Wednesday, October 15, 2008

Cash handouts are rarely the best way to boost GDP

The following letter was published in The Australian on 15 October 2008. I reproduce it here for your enjoyment.

I find it troubling that successive Australian governments are happy to squander budget surpluses on middle-class welfare. In the midst of the global financial crisis, the Rudd Government is extremely fortunate to have a forecast $21 billion surplus that can be used, if it is needed, to mitigate the impact of the downturn. Rather than using this money for strategic, well-targeted pump-priming investments, the Government has decided the best policy is to maintain the previous government’s flawed approach of providing cash handouts to particular sections of the community.

Take Rudd’s decision to triple the First Home Owner’s Grant from $7000 to $21,000 for newly constructed homes and to double it to $14,000 for all other properties. There is widespread agreement among the economically literate that the First Home Owner’s Grant merely serves to increase the price of property rather than make property ownership more accessible. If a large proportion of property purchasers are all given a sum of money by the government, it follows that demand/prices will increase. Not only does it increase prices, but it stimulates demand for credit in a global credit market that is already constrained. Is this well targeted policy in the midst of the crisis?

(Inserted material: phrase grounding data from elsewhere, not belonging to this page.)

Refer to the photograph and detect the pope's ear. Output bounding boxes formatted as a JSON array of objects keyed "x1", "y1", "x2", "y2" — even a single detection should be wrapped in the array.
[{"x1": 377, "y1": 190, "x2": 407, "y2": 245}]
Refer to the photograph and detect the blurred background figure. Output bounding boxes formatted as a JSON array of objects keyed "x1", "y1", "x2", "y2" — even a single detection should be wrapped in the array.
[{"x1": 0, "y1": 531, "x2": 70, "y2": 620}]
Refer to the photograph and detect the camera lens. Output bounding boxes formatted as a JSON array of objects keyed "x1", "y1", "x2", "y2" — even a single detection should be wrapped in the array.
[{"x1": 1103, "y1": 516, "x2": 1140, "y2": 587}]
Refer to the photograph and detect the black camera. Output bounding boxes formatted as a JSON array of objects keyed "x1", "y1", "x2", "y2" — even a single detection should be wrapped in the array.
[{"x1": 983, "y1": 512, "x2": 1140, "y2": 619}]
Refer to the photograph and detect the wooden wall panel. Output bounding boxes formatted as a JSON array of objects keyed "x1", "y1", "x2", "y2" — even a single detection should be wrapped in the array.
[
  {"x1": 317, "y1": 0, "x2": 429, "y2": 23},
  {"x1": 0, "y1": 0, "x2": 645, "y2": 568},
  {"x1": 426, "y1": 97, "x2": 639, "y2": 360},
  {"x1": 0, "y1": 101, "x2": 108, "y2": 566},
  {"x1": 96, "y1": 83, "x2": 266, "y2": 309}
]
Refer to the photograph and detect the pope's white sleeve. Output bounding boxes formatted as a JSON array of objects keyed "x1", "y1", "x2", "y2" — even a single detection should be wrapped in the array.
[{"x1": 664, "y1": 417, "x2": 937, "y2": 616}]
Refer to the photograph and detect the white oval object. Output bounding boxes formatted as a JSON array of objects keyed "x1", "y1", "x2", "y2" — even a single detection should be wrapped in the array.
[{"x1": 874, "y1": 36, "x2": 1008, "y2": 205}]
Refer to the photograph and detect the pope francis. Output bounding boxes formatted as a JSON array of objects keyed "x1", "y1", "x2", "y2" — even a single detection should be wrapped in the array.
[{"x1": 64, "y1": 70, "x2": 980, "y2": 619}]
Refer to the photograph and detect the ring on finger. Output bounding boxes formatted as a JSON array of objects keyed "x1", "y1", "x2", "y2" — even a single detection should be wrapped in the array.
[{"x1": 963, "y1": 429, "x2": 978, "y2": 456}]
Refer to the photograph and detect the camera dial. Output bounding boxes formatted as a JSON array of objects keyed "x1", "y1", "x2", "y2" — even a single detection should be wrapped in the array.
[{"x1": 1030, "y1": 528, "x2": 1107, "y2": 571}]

Although injecting any money into an economy will boost GDP, it’s better to inject money in such a way that boosts GDP by the maximum amount possible. Cash handouts are rarely the best way to achieve this. I had hoped that the financial crisis would spur Kevin Rudd to accelerate the economic reform agenda and make necessary investments in Australia’s overstretched infrastructure. I have been disappointed by our Prime Minister once more.